Фарруджа уцепилась за руку Тайеба, чтобы не упасть: третья ступенька оказалась мягкой. Фарруджа не могла понять почему. Выйдя из темноты на свет, она точно ослепла. Тайеб загоготал:
— Вот видишь, Фарруджа, башка у меня варит, я так о вас забочусь! Ведь не было тут ступеньки. И я положил вместо нее моего собственного кузена, милого кузена Моханда, чтобы вы по нему ходили. Он лежит здесь уже больше часа, и вам не нужно прыгать, вы не валитесь теперь вниз, рискуя сломать себе шею. И ведь как просто! Наступишь на моего кузена — и шагай дальше! Ваше счастье, что я о вас забочусь. Ах! И что только с вами станется, люди Талы, когда меня у вас не будет?

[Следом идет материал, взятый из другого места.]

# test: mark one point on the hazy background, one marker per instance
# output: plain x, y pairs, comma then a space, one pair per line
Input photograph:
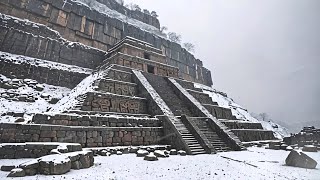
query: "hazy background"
264, 53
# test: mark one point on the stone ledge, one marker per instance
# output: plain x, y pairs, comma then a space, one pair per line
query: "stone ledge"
34, 149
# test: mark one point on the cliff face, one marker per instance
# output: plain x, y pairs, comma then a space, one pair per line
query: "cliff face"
101, 24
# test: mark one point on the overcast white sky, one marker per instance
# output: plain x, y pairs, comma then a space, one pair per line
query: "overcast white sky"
264, 53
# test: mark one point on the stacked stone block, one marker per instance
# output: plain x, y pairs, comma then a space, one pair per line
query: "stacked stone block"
86, 136
79, 23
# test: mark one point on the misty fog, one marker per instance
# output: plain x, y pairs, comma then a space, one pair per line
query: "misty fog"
265, 54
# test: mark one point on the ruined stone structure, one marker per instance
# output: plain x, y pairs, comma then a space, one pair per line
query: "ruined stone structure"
138, 90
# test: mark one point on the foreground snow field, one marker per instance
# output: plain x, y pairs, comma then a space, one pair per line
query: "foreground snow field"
256, 163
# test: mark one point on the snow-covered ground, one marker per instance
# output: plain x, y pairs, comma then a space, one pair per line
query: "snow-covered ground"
240, 112
114, 14
40, 105
256, 163
18, 59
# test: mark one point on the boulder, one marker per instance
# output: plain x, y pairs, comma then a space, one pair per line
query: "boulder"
104, 153
309, 148
173, 152
30, 167
39, 87
289, 148
283, 146
142, 153
299, 159
182, 153
17, 172
151, 157
7, 168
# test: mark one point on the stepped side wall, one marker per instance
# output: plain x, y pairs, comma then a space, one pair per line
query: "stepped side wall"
18, 38
79, 23
86, 136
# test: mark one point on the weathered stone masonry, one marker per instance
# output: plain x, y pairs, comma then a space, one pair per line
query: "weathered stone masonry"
86, 136
78, 23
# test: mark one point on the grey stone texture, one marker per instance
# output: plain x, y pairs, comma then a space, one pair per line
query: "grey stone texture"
78, 23
87, 120
41, 74
86, 136
32, 150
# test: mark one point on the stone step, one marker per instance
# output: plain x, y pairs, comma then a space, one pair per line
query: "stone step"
117, 87
194, 145
197, 150
96, 120
238, 124
120, 75
198, 153
107, 102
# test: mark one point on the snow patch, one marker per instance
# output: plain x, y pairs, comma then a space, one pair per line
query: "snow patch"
239, 112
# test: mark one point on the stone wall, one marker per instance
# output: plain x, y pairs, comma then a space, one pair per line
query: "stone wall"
113, 103
242, 125
146, 18
120, 75
201, 97
142, 64
43, 74
78, 23
17, 38
307, 136
106, 121
86, 136
246, 135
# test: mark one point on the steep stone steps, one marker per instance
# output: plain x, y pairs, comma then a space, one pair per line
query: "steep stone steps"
176, 105
117, 87
107, 102
86, 136
218, 144
190, 140
119, 75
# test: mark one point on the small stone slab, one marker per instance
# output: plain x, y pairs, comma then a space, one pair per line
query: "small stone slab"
142, 153
309, 148
7, 168
151, 157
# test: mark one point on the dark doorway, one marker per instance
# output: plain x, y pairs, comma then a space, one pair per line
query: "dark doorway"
147, 56
150, 69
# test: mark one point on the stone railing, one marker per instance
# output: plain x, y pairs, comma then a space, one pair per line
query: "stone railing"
34, 150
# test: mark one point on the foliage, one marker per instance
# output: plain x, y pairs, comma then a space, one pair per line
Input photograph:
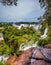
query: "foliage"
47, 5
4, 49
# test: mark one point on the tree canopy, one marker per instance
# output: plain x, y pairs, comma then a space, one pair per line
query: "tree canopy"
47, 5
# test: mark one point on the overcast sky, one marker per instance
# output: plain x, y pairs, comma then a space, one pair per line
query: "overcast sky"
26, 10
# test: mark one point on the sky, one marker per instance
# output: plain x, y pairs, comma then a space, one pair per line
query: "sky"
26, 11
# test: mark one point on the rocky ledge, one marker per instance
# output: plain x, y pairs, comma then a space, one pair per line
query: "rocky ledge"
32, 56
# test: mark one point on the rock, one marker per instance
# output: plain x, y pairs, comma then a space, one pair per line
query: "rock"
38, 55
48, 46
40, 62
23, 59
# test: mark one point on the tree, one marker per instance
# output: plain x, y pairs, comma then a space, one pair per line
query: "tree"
47, 5
9, 2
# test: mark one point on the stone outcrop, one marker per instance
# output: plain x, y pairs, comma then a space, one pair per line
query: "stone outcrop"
32, 56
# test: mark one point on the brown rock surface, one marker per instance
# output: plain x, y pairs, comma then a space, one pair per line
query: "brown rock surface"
23, 59
40, 62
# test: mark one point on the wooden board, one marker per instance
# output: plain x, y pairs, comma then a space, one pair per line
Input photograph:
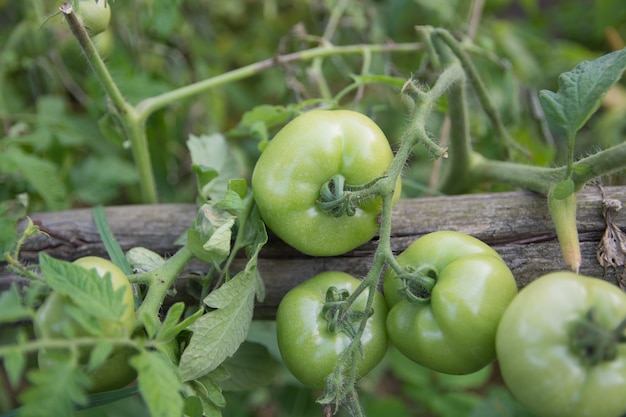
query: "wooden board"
516, 224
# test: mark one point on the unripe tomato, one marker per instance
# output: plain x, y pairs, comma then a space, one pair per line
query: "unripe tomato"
309, 349
452, 329
561, 347
300, 159
53, 321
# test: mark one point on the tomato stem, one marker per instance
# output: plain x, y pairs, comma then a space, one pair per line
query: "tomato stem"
418, 284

Она оглядела комнату, в которую ее привел Тайеб. Нет, здесь не было ни оголенных электрических проводов, ни ванны для пыток, только две толстые фаянсовые миски: в одной соль, в другой какая-то пенистая жидкость — наверно, мыльная вода. За длинным столом под сильной лампой — капитан. У двери — маленький солдат с немецкой овчаркой на поводке.
Тайеб вытолкнул Фарруджу на середину комнаты.
Капитан сказал:
— Это сестра Белаида, ты с ней потише.
— Это сестра Али, господин капитан.
Капитан ограничился только тем, что допрашивал ее. А по лицу ее бил Тайеб. Она с трудом различала все вокруг и не могла разглядеть капитана из-за большой лампы, которая висела у него над головой.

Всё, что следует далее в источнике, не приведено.